I hadn’t realized before but hulu does that amazon thing where they suggest other shows you might like based on whatever show you happen to be watching. Same way amazon does with books, although I have to say I often find amazon’s suggestions suspect, at least for my taste. Anyhoo… one of the suggestions associated with Green Wing, a show that I’m still watching obsessively, is Spaced,  a half-hour comedy. (Do the call them sit-coms in England?) And I figured, oy, why not give it a go, then.

[this is where the video of the first episode of Spaced via hulu.com would appear if I could just get it to work – dammit!]

Glad I did.

Spaced is about two twenty-something Londoners. Tim (Simon Pegg aka Shaun from Shaun of the Dead) and Daisy (Jessica Stevenson, who has a bit role in Shaun as Yvonne) who both suddenly find themselves in need of new lodgings and decide to pose a professional couple so that they can rent a nice flat, clearly an allusion to the 70s sit-com Three’s Company.

The show is chock-full of pop culture references, especially TV and movies. And, a la Scrubs, it employs fantasy sequences to great effect (or is it affect?). Also like Scrubs it is a single-camera show, but I don’t know how unique that is to British TV.

Other GenX-ieties  include: Tim is a skateboarding graphic artist who wants to work for a comic book company but is currently working part-time at a comic book shop; while Daisy is a journalist who is on the dole.

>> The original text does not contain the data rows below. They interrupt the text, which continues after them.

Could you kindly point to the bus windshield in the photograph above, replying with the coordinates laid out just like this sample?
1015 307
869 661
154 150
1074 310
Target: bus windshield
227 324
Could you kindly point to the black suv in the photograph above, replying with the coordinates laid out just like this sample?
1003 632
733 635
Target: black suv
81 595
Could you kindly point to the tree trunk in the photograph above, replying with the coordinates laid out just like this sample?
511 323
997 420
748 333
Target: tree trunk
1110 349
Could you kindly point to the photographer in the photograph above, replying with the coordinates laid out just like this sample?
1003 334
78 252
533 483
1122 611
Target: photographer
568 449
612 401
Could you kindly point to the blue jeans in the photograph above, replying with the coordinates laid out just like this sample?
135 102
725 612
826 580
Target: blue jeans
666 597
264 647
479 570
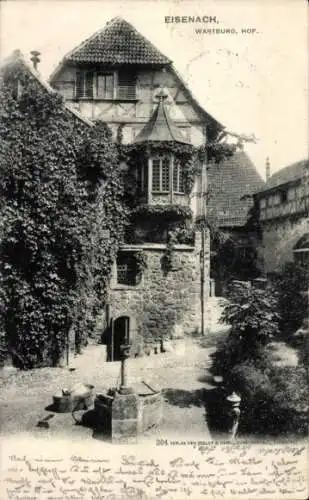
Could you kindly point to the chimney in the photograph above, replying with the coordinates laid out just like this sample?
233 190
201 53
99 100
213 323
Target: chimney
267 168
35 58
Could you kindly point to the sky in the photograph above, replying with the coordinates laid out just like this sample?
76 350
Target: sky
253 83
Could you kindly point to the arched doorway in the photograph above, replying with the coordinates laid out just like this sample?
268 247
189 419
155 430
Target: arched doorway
120 336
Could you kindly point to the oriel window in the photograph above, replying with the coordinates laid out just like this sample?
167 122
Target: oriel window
178 181
161 174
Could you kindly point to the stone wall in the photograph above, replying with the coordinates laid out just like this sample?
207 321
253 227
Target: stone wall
279 238
164 304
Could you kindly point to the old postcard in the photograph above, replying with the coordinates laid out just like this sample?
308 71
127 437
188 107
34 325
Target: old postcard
154 257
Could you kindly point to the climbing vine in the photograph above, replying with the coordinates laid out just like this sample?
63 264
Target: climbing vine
61 192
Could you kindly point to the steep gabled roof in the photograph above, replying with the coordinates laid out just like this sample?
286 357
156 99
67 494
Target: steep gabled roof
232 184
117 43
120 43
160 127
17 58
291 173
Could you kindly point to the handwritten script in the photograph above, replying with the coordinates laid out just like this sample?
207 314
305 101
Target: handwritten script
197 470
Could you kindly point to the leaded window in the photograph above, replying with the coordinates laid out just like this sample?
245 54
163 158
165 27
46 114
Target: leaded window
178 181
161 174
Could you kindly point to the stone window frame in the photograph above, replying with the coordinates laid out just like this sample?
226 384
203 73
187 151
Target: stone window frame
114 275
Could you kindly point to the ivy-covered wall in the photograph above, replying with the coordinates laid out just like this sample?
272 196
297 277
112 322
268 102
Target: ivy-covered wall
61 219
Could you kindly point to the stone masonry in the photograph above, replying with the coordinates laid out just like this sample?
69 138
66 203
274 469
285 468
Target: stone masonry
164 304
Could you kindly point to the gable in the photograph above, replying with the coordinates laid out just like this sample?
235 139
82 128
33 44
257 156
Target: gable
232 184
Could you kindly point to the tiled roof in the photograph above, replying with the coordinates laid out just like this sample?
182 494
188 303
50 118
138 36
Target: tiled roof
17 59
232 184
160 127
117 43
288 174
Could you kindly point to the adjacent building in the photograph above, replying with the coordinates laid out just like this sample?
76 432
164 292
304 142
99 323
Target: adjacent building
284 208
231 186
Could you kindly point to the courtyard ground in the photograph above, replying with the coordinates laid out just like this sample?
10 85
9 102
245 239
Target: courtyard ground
181 374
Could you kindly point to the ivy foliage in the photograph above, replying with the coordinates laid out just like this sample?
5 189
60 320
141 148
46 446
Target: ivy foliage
61 195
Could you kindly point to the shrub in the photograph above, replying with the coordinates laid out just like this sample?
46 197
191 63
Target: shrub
274 400
251 312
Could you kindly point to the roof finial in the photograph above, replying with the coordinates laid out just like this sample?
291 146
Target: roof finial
35 58
267 168
162 95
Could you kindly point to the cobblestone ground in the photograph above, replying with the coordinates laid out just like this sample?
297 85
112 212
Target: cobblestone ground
182 374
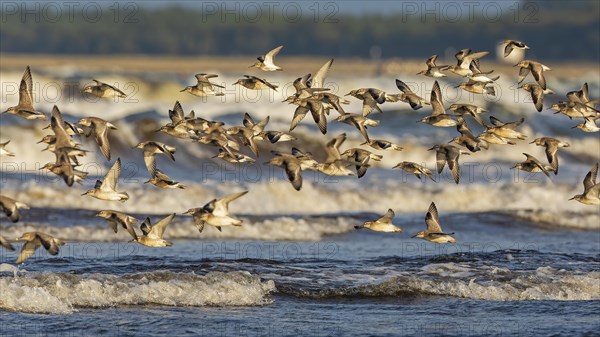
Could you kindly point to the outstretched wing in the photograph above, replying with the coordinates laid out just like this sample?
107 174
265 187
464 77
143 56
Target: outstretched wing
112 177
432 220
221 206
388 217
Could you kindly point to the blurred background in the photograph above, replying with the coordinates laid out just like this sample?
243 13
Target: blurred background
556 30
152 49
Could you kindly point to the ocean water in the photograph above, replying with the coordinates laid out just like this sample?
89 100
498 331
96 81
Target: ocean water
527 262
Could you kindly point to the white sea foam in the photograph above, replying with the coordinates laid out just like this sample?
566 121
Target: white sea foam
60 293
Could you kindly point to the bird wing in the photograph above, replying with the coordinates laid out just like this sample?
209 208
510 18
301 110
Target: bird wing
436 100
467 59
299 115
269 57
101 135
50 243
590 179
388 217
150 162
431 61
158 230
333 148
221 206
272 86
403 87
128 225
28 249
294 172
369 104
363 130
538 75
176 114
58 127
551 155
455 169
440 159
146 226
537 95
432 220
508 49
522 74
248 121
26 89
6 244
318 81
112 177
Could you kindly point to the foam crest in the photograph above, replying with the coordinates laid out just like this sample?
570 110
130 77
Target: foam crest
61 293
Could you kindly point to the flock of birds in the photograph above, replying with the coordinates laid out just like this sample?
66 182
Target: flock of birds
311 96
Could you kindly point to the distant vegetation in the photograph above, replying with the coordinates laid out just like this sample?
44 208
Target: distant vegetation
553 31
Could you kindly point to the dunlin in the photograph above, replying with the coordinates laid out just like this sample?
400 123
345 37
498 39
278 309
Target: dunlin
266 62
434 232
383 224
11 208
215 213
25 107
107 189
152 235
591 189
33 241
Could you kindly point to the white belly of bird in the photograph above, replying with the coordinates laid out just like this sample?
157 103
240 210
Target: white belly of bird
387 228
441 239
219 221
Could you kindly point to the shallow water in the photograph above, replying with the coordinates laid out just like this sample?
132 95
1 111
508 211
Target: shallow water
527 260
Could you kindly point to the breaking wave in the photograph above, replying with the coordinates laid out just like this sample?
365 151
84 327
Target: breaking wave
63 293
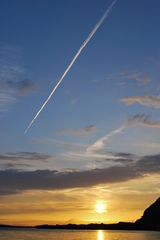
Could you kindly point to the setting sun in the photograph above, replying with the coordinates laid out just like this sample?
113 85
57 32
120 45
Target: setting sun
100 207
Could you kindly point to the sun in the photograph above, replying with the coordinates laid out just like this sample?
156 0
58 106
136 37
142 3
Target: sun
100 207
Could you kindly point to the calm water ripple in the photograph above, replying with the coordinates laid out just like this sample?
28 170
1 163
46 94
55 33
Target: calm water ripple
32 234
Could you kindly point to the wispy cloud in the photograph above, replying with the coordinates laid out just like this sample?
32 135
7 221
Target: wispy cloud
141 78
13 79
80 130
18 181
141 119
99 144
147 100
20 156
23 87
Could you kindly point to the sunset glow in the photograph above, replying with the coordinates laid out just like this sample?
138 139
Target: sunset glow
100 207
91 154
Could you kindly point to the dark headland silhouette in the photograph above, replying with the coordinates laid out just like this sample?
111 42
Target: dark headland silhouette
150 220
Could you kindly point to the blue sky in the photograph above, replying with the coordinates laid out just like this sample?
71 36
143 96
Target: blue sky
105 113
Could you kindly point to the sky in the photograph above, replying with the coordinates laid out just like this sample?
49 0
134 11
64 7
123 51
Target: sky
93 152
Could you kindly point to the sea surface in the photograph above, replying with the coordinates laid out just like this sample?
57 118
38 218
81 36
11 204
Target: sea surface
37 234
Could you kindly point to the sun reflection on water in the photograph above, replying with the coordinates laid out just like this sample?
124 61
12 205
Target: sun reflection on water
100 235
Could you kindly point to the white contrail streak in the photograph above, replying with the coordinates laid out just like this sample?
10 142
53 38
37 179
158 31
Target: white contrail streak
75 57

Simon Pegg does much of the writing and the director is Edgar Wright, who collaborated with Pegg to make Shaun of the Dead. Also, Nick Frost, who plays Shaun’s best friend Ed in the romantic-comedy-zombie flick plays Tim’s best friend, Mike, who is described as a “weapons expert.” Much of what appears in Shaun of the Dead was first portrayed in Spaced. Some of it practically verbatim.

Another treat for me is that the character of Brian, the quirky, twitchy, semi-reclusive artist who lives upstairs from Tim and Daisy, who is played by Mark Heap, the actor that portrays the wonderfully pompous Dr. Alan Staythem in Green Wing.  Clearly Heap has a talent for infusing his characters with all kind of interesting traits and foibles that make them a little creepy and endearing at the same time, no small accomplishment.

At this point I can’t say which show I like better. It’s difficult to decided. Green Wing has way more swearing and sexual references. But Spaced has loads more pop culture stuff. In the end it hardly matters. What I can say is that I’d like to own both shows on DVD. I think Spaced is available for Region 1 where as Green Wing still is not.

In any case, both shows are more than valid GenX vehicles. Spaced is about younger GenXers, of the kind featured in Douglas Coupland’s novel, Generation X. While Green Wing is about older GenXers who have matriculated into the workforce.

And both shows are funny and sarcastic and surreal and ultimately very touching and human.